[Toolkit] Optimizing phpBB meta keywords

phpBB mods by phpBB SEO.

Moderator: Moderators

[Toolkit] Optimizing phpBB meta keywords

Postby SeO » Tue Jun 13, 2006 1:11 pm

Optimizing phpBB meta keywords :

We are going to see how to optimize phpBB meta Keywords, made with the phpBB SEO Dynamic Meta Tags which you must install before you go further with this method.
This optimization will as well concern you phpBB Search Tables.

Warning :

    This method is to be used with care, and should only be used by people with enough skills to understand what we propose to do here.
    On big forums, modifying or rebuilding the search tables can take some time.

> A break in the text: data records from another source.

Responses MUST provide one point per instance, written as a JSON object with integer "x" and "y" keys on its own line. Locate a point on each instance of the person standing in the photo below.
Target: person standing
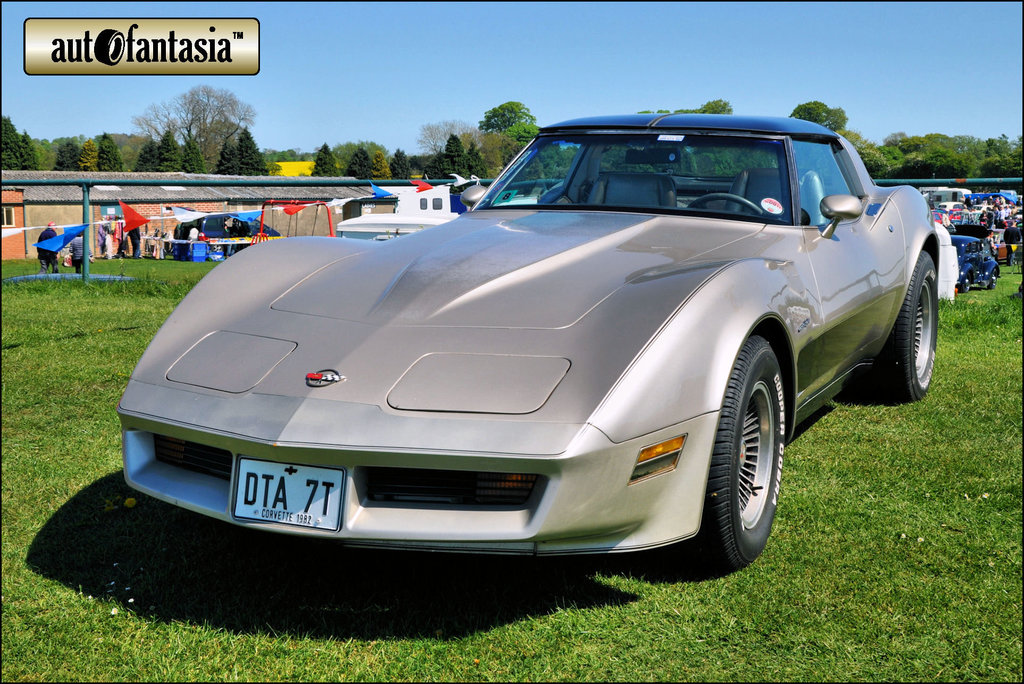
{"x": 47, "y": 258}
{"x": 101, "y": 238}
{"x": 77, "y": 252}
{"x": 1012, "y": 238}
{"x": 136, "y": 240}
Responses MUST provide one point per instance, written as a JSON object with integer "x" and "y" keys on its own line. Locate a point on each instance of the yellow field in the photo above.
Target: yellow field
{"x": 295, "y": 168}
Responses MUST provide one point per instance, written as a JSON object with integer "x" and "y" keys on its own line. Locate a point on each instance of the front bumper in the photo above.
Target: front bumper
{"x": 582, "y": 502}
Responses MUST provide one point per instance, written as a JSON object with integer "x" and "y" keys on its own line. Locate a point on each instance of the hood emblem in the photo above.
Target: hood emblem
{"x": 324, "y": 378}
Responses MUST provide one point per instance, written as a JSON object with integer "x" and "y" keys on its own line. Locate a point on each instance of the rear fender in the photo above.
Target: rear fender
{"x": 683, "y": 371}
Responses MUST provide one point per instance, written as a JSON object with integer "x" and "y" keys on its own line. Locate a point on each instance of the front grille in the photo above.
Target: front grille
{"x": 209, "y": 460}
{"x": 449, "y": 486}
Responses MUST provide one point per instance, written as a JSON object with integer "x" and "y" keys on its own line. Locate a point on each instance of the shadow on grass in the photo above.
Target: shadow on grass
{"x": 170, "y": 564}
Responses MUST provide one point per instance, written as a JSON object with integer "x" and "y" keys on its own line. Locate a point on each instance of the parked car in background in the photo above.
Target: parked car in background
{"x": 948, "y": 261}
{"x": 977, "y": 265}
{"x": 955, "y": 210}
{"x": 607, "y": 353}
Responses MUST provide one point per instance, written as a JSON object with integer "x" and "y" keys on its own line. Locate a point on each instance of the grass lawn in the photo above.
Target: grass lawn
{"x": 895, "y": 556}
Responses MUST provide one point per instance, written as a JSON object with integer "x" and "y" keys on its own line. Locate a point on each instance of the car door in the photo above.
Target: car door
{"x": 858, "y": 272}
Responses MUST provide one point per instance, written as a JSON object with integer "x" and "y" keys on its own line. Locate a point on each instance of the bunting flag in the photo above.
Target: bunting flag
{"x": 133, "y": 219}
{"x": 58, "y": 243}
{"x": 378, "y": 193}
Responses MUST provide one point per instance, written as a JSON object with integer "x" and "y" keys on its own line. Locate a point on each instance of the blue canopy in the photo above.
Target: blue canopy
{"x": 58, "y": 243}
{"x": 980, "y": 197}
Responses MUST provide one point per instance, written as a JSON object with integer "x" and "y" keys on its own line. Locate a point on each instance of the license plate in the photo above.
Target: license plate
{"x": 289, "y": 494}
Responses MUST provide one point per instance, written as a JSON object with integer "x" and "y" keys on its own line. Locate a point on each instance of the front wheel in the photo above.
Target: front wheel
{"x": 747, "y": 462}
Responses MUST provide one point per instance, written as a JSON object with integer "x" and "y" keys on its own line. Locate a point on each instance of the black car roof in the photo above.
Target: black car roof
{"x": 724, "y": 122}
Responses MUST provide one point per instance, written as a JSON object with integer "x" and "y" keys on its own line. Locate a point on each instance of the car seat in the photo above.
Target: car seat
{"x": 634, "y": 189}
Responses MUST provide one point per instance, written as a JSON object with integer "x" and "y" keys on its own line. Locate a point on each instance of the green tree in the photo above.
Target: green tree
{"x": 474, "y": 162}
{"x": 400, "y": 167}
{"x": 503, "y": 117}
{"x": 325, "y": 164}
{"x": 819, "y": 113}
{"x": 89, "y": 160}
{"x": 227, "y": 163}
{"x": 170, "y": 153}
{"x": 192, "y": 158}
{"x": 251, "y": 162}
{"x": 67, "y": 158}
{"x": 30, "y": 156}
{"x": 211, "y": 116}
{"x": 109, "y": 157}
{"x": 359, "y": 166}
{"x": 344, "y": 152}
{"x": 11, "y": 145}
{"x": 380, "y": 168}
{"x": 148, "y": 158}
{"x": 521, "y": 133}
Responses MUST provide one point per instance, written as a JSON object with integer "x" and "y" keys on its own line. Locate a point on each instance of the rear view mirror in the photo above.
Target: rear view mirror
{"x": 839, "y": 208}
{"x": 471, "y": 196}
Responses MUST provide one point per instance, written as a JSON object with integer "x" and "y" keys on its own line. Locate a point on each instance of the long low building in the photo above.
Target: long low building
{"x": 32, "y": 207}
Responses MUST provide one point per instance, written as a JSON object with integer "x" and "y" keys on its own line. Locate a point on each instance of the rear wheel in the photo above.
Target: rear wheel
{"x": 904, "y": 369}
{"x": 747, "y": 462}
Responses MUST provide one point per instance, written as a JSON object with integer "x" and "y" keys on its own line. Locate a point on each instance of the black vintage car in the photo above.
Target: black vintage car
{"x": 977, "y": 265}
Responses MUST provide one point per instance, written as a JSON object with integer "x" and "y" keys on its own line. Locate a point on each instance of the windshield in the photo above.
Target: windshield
{"x": 731, "y": 176}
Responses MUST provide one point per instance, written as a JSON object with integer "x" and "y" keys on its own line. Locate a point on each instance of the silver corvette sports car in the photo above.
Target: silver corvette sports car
{"x": 608, "y": 352}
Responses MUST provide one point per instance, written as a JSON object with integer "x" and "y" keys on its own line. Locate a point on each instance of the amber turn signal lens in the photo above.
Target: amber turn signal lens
{"x": 657, "y": 459}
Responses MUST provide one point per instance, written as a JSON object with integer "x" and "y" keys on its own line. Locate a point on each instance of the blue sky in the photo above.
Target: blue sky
{"x": 333, "y": 72}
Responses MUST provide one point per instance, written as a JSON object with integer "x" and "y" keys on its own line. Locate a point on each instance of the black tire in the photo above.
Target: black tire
{"x": 904, "y": 368}
{"x": 747, "y": 461}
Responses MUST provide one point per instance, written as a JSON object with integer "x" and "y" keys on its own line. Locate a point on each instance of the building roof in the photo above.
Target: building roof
{"x": 168, "y": 191}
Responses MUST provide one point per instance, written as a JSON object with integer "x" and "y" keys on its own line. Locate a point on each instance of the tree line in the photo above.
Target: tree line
{"x": 207, "y": 130}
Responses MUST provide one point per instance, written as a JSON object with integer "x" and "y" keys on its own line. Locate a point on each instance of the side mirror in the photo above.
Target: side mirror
{"x": 471, "y": 196}
{"x": 838, "y": 208}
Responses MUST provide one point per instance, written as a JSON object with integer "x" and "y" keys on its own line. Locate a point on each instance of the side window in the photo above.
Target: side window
{"x": 819, "y": 175}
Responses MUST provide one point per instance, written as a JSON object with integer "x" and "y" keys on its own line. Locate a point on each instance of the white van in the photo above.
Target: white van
{"x": 937, "y": 196}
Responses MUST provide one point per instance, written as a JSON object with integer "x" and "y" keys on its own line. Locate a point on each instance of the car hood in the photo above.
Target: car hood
{"x": 506, "y": 269}
{"x": 550, "y": 307}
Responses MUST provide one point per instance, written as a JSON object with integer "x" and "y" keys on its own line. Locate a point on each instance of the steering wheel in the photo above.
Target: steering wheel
{"x": 704, "y": 199}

You'll thus need to be well prepared and carefully choose when to apply the DB changes.
    We advise you do lock your forum during the DB updates.
    On another hand, it is good to take care of phpBB search tables for better performances.
    In all cases, local testing will prevent many problems, a full backup (files +DB) even more.

Overview :

  1. Introduction

  2. Solutions


The French version of this article is located here.
Last edited by SeO on Mon Apr 02, 2007 2:01 pm, edited 4 times in total.
SeO
Admin
Admin
 
Posts: 6333
Joined: Wed Mar 15, 2006 9:41 pm

Advertisement

Postby SeO » Tue Jun 13, 2006 1:39 pm

Introduction


    Every time a new message is posted, phpBB counts all words in it, compare them with the one in the Search tables, and eventually creates a new entry or update the existing one's count (sum of all occurrences within every posted messages).
    The phpBB SEO meta keywords function is grabbing words in the message according to their respective weight (number of occurrences) in the search tables.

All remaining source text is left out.